The edges of the triangular faces of the icosahedron are still visible.
At each original face, extending the planes of the surrounding faces
has raised a small pyramid. The resulting new faces are irregular
hexagons (one is brightly lit in the picture). 

Further extension of the original icosahedron's
face planes encloses a series of different shaped volumes. Here, as the
icosahedron rotates, the facets of these stellated volumes appear and
disappear so that we can see the structure. Glimpses of all the
icosahedral stellations can be seen. 

Choosing to add all the possible enclosed
volumes leads to the final stellation of the icosahedron; a star with
60 sharp points arranged in clusters of 5. 

Intermediate stellations include some regular forms. For example, the compound of five octahedra:
the 20 faces of the icosahedron extend into 8 faces of each of 5
octahedra. Each icosahedron face generates two faces of distinct
octahedra. Here, the stellation is semitransparent so that we can see
the icosahedron forming the five octahedra. 

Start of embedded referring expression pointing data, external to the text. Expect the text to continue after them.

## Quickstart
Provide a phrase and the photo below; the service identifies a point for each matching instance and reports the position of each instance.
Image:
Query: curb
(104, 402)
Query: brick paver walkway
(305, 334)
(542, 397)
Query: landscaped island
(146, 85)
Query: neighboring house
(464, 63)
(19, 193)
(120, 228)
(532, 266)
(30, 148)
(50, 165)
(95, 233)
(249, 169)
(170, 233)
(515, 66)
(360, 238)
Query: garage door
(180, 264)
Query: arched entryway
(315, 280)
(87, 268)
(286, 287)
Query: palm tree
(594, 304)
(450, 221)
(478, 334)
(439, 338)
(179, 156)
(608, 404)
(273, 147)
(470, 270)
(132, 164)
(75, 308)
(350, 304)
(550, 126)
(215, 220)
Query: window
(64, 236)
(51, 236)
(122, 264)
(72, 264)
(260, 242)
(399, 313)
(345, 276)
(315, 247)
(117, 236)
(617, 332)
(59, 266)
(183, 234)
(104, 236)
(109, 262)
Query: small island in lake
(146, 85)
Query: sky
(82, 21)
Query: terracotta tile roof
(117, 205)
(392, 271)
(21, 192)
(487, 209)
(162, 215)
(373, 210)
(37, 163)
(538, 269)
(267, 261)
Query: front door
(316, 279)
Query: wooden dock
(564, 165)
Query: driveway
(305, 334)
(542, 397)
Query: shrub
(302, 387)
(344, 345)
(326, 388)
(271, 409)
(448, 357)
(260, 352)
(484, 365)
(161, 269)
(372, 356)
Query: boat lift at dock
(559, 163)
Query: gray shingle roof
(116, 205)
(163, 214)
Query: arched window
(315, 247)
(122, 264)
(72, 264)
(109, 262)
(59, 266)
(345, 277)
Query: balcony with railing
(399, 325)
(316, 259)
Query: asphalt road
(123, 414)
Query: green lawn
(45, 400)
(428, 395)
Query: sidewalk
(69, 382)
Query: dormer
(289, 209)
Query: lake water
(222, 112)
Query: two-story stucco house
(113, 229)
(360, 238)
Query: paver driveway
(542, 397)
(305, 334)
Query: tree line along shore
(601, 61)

Similarly, adding some furtherout carefully selected volumes forms the compound of five tetrahedra. Now each icosahedron face generates only one tetrahedron face. 

The five tetrahedra above can be selected in two
enantiomorphous (mirror reflection) forms. Combining both forms by
selecting more stellation volumes leads to the compound of ten tetrahedra. Now each icosahedron face generates two faces of distinct tetrahedra. 

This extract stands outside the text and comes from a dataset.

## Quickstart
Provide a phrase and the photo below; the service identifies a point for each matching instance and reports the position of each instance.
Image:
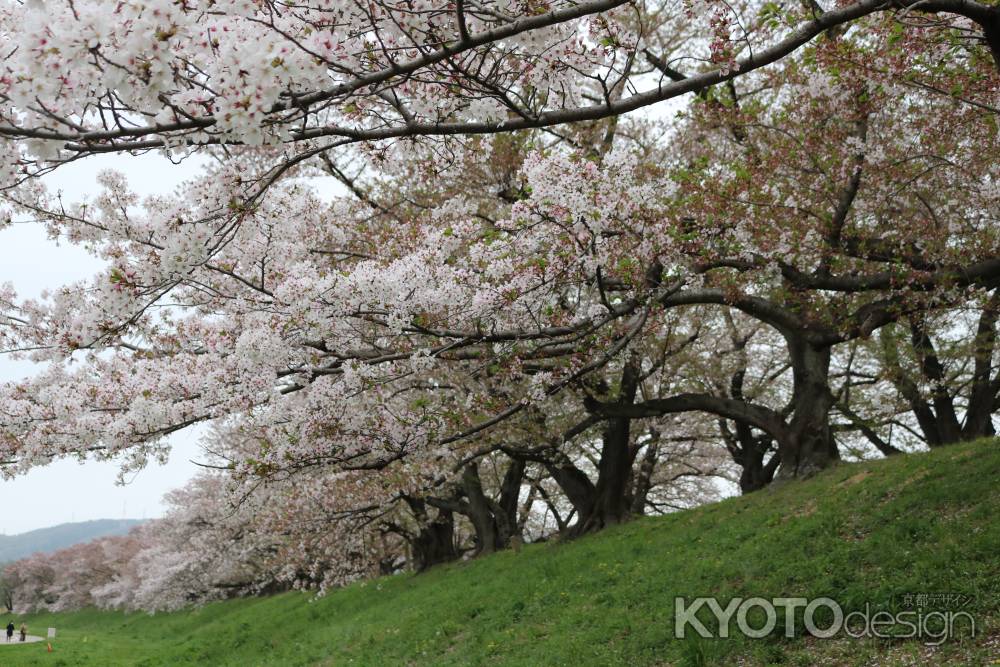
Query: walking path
(16, 640)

The remaining regular stellation is the great icosahedron.
Each of the original icosahedron faces has been extended into a much
larger equilateral triangle. The resulting solid still has 20 faces
with the same icosahedral symmetry, but they intersect and five meet at
each vertex rather than three. 

The criteria of Coxeter et al for selecting volumes to
give distinct stellations lead to some unexpected results. For example,
can the mauve volumes here be considered a polyhedron? They are made up
of 60 small volumes which are joined only at edges and vertices. The
original icosahedron has been included to show how its face planes form
the volumes. 

Even more surprisingly, here is a stellation in
which 60 small volumes meet only at their vertices. Again, the original
icosahedron has been included.


Finally, this stellation consists of 12 unconnected volumes! Again, the original icosahedron has been included. 

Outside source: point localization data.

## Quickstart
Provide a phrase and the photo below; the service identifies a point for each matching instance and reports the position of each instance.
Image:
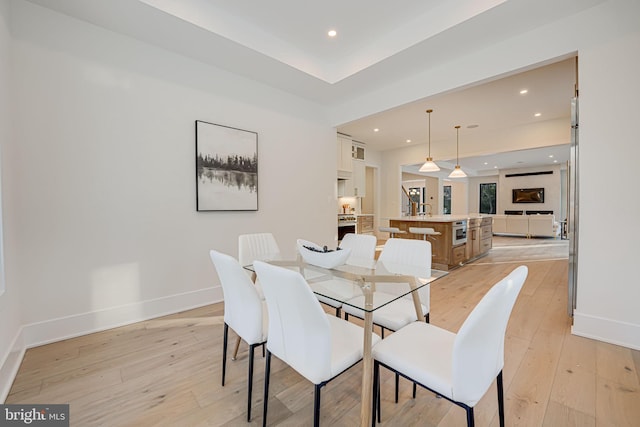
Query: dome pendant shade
(457, 171)
(429, 164)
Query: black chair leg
(252, 348)
(397, 385)
(500, 399)
(376, 394)
(267, 371)
(224, 351)
(316, 405)
(470, 420)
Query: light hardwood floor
(167, 371)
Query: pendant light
(429, 165)
(457, 172)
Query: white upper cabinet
(345, 167)
(359, 178)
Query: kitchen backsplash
(352, 205)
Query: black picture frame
(226, 168)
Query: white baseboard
(607, 330)
(62, 328)
(11, 364)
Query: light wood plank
(167, 371)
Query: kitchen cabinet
(486, 235)
(359, 178)
(345, 163)
(479, 237)
(472, 249)
(364, 224)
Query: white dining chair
(317, 345)
(257, 246)
(363, 250)
(244, 312)
(408, 256)
(251, 247)
(459, 367)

Many other configurations of the elementary volumes are
possible, retaining the icosahedral symmetry. In this animation,
successive volumes are added, passing through a number of stellations
until the final stellation is reached. The sequence starts with the
triakis icosahedron and the compound of five octahedra, and passes through the compounds of of five tetrahedra and ten tetrahedra and the great icosahedron. Other sequences are possible.